2) The FM stereo system, color television system did not degrade the bands. Both were elegant engineering solutions made by engineers who understood the necessity of not degrading the existing service in any way. HD radio was a kludged together mess made by engineers who did not take the time to adequately test the system and discover problems that are all too apparent now: HD radio degrades first adjacents on FM, and first and second adjacents on AM. It reduces coverage on both bands. Higher power levels on FM sidebands make a bad self-noise situation on FM much worse. The system is not robust, coverage is terrible, dropouts frequent, and recovery lock periods long. The introduction of the system on AM coincided with the introduction of cheap wideband AM radios that allow 10-15 kHz noise to bleed through the cheap tiny speakers and earbuds, making an AM HD station virtually unlistenable on $5 cheapie radios. The HD engineers solution to the problem? Insult and marginalize anybody pointing out the obvious problems, alienate the technical community of DX'ers as outmoded, wierd geeks who are out of touch with the modern world and reality - and concoct ridiculous studies carefully slanted to ignore the problems.
AM stereo was a fairly inexpensive addition. HD capability is much more expensive - percentage wise - to add to a station and to a radio. The only reasons why AM stereo failed to catch on is that by the time it was introduced, music listeners had moved on to FM, and AM had become the domain of blithering idiots of talk and slobs of sports. And the FCC did not help by being wishy washy on adopting a standard. AM stereo had become an irrelevancy.

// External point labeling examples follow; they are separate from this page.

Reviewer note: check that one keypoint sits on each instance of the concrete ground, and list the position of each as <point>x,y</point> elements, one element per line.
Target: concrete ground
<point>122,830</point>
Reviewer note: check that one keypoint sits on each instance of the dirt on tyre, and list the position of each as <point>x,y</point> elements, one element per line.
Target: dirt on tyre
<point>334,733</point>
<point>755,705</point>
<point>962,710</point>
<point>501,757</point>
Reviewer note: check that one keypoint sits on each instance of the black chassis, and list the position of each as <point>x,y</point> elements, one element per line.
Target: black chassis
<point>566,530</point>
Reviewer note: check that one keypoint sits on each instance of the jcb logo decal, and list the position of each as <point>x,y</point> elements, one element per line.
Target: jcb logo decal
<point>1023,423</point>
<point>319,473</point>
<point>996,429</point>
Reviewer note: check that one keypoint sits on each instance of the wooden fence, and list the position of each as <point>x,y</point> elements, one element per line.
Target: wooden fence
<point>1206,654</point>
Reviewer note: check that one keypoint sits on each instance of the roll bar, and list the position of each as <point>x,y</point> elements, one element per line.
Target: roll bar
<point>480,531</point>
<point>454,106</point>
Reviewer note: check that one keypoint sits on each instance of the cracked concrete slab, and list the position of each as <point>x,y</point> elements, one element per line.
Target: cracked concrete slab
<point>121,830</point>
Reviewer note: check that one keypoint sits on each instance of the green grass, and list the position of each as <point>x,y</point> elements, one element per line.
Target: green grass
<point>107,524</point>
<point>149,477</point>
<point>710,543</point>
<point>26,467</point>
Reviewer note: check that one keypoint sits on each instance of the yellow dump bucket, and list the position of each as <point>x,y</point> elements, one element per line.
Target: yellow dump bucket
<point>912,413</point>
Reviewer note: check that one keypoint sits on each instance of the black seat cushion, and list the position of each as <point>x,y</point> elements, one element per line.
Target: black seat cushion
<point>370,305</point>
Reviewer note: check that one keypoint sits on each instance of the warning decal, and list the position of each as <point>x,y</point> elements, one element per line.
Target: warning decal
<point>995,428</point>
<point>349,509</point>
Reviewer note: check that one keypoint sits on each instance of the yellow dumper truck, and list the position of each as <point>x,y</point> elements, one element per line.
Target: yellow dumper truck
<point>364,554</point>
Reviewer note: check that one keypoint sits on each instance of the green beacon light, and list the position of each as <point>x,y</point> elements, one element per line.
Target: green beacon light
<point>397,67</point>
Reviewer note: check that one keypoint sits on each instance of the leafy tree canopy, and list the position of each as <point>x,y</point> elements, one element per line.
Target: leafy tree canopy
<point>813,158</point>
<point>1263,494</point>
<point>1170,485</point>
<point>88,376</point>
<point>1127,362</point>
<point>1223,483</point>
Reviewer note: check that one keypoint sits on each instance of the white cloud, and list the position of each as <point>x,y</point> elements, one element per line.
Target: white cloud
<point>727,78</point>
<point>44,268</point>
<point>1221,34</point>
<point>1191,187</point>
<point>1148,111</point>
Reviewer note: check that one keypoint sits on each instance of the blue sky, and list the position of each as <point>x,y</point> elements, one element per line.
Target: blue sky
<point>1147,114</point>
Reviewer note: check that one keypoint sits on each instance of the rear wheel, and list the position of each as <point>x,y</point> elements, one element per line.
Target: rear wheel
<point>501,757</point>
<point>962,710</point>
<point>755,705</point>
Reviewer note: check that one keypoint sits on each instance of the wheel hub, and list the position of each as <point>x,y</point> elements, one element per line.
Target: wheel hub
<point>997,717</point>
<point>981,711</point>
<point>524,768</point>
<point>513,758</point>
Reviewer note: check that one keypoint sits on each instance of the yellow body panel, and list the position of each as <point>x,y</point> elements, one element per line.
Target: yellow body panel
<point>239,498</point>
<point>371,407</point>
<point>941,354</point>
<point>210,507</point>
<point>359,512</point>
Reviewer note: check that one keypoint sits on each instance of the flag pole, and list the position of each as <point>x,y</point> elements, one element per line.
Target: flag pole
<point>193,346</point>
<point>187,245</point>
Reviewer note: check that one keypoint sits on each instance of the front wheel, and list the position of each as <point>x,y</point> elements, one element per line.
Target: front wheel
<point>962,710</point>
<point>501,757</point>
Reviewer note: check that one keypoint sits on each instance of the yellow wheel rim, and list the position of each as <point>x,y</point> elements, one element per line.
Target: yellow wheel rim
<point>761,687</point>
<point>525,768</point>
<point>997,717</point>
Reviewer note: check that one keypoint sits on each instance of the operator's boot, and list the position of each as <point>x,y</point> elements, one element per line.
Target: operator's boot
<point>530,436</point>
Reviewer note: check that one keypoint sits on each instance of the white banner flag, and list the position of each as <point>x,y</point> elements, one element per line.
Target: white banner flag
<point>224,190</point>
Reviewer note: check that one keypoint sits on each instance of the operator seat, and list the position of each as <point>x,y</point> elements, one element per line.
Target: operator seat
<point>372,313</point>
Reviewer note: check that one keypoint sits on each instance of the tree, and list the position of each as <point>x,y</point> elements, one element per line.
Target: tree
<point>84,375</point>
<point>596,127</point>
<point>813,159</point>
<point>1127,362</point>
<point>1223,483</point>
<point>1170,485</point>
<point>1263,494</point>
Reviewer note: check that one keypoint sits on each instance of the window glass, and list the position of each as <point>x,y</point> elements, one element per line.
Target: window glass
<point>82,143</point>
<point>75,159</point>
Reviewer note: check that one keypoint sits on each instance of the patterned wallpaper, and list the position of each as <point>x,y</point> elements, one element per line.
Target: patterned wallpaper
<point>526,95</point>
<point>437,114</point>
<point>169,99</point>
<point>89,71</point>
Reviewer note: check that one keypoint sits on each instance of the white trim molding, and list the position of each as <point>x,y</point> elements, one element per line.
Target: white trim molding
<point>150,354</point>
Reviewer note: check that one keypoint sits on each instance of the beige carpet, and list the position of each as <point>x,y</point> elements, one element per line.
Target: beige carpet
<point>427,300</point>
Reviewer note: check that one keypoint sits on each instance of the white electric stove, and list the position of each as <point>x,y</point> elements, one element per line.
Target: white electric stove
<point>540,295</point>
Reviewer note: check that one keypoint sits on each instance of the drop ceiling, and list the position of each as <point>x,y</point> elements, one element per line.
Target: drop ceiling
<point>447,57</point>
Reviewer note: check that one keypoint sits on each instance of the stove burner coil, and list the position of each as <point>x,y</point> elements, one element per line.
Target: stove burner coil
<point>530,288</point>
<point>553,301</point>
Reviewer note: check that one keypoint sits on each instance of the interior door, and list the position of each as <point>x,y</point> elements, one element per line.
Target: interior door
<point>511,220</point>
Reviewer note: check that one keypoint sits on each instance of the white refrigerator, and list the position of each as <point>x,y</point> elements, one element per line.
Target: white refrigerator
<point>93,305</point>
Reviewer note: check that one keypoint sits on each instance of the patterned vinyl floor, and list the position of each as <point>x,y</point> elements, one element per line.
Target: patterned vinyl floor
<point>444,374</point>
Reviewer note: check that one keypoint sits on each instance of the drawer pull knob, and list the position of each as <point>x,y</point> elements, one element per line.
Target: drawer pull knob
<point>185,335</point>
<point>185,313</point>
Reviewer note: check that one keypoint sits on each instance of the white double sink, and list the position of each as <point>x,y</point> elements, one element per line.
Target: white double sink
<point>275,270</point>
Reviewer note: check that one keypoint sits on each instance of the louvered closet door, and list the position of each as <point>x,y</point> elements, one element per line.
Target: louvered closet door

I don't give a rodent's posterior about whether iBiquity make a return on investment or not. The system they foisted on the American public is defective and destructive to reception - they ought to go bankrupt. If somebody did a good job of digital radio, they needed a clear business plan showing how they would make a return on investment. One that did not depend on high pressure scare sales tactics, and on consumer acceptance and enthusiasm - which was a tremendous unknown and now has bitten them in the posterior.